Come quotidianamente siamo costretti a constatare e Il Sole 24 Ore documenta, il risultato è una economia sempre più “di carta”: beni, servizi, imprese e mercati sempre più privi di valore concreto per una crescente maggioranza della popolazione – italiana e mondiale. Come a Bazelon sessant’anni fa, ci «è infatti manifesto che gli interessi economici non sono controrivoluzionari, bensì decisi a sabotare risolutamente un ragionevole adattamento alla trasformazione». Oggi più di allora «l’alleato più forte degli animal spirits è una politica economica attiva» [J.M.Keynes, cit.,] perché senza di essa subiremo passivamente le conseguenze devastanti del cambiamento climatico.

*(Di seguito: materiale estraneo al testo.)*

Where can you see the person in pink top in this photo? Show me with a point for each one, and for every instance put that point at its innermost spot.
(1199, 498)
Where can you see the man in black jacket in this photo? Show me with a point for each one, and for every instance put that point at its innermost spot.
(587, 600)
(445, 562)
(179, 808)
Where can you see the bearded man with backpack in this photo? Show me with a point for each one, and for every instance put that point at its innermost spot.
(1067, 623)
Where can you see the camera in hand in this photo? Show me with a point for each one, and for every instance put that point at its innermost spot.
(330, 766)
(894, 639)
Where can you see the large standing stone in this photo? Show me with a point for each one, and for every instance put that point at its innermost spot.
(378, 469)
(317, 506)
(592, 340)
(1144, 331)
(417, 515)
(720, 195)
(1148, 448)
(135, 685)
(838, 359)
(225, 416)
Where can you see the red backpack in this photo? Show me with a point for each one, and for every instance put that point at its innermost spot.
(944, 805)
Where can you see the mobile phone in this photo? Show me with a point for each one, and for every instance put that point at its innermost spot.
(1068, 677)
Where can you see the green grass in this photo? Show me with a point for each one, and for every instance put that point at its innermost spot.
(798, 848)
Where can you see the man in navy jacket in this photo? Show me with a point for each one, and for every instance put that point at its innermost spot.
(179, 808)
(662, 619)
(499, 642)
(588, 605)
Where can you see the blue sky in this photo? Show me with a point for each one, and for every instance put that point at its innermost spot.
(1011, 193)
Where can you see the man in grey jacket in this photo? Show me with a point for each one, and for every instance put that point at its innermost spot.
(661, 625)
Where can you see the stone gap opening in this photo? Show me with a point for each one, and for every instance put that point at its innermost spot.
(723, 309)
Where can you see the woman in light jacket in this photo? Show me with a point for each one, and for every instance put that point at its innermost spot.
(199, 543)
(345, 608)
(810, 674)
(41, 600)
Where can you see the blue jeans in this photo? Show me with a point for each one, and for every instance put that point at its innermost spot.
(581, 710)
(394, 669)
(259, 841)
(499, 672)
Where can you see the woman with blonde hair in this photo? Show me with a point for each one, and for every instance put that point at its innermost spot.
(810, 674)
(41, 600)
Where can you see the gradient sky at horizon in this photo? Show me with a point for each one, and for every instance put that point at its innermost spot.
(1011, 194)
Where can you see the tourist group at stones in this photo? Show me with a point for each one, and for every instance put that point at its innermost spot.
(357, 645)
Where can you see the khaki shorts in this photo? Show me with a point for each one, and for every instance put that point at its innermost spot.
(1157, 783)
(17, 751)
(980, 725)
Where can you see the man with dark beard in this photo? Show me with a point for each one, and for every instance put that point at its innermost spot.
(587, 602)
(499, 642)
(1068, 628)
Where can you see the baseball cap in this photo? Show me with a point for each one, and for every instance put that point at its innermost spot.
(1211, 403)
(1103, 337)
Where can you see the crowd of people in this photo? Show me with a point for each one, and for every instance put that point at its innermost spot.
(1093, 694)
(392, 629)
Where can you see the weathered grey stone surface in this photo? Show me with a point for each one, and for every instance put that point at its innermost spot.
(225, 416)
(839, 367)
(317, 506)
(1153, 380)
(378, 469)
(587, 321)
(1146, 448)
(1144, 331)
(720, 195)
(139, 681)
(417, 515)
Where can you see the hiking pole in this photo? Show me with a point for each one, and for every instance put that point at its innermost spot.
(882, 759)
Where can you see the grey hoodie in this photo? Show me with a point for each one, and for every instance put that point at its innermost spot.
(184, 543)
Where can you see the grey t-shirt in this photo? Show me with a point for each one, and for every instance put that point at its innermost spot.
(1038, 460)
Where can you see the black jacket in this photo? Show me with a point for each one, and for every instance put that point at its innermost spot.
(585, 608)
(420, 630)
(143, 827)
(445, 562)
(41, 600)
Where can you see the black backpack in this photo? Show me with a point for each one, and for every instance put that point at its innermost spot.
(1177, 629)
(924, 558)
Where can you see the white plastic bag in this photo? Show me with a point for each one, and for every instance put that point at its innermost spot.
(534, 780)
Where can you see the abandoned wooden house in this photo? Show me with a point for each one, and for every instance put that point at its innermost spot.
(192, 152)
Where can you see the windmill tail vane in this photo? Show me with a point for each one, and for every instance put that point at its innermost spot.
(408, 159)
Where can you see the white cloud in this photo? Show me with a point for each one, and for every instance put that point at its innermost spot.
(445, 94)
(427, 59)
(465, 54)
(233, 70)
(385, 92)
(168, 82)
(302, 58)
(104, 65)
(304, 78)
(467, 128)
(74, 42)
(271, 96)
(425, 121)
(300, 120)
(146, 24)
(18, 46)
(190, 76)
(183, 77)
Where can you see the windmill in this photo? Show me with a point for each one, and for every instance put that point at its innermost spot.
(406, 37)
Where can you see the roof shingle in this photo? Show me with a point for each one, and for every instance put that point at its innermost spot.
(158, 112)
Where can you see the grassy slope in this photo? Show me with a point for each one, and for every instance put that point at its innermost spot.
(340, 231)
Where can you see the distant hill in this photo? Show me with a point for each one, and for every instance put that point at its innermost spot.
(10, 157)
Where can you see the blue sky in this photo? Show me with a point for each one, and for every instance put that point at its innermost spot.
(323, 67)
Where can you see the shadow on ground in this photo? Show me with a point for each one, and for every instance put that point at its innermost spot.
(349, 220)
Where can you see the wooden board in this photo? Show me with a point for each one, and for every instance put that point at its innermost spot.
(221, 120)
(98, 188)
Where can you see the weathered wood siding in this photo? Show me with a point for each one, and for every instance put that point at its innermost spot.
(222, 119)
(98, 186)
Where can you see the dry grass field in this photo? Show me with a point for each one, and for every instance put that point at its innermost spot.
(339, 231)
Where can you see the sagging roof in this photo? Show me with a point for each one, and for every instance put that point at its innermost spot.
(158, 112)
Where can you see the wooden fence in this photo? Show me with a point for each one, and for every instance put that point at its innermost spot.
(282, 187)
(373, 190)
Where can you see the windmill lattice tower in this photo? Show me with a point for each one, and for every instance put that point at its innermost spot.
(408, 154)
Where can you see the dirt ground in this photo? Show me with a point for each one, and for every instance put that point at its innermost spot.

Gli animal spirits che disprezzano le politiche attive e nella loro esaltazione accumulano carta, sono fantasmi [«immagine non corrispondente a realtà, cosa inesistente, illusoria, fantasia», Vocabolario Treccani, online]. Fantasmi che provocano sofferenze enormi e, peggio, non necessarie. Nella sua ennesima rivoluzione, l’Europa ne è (a fatica) consapevole e (a fatica) lavora per un’economia di beni e servizi (anche ambientali) reali, prodotti per i cittadini europei e, nella crisi ambientale, del mondo.

Con questo vantaggio strategico in politica e negli animal spirits, non sorprende abbia dei nemici.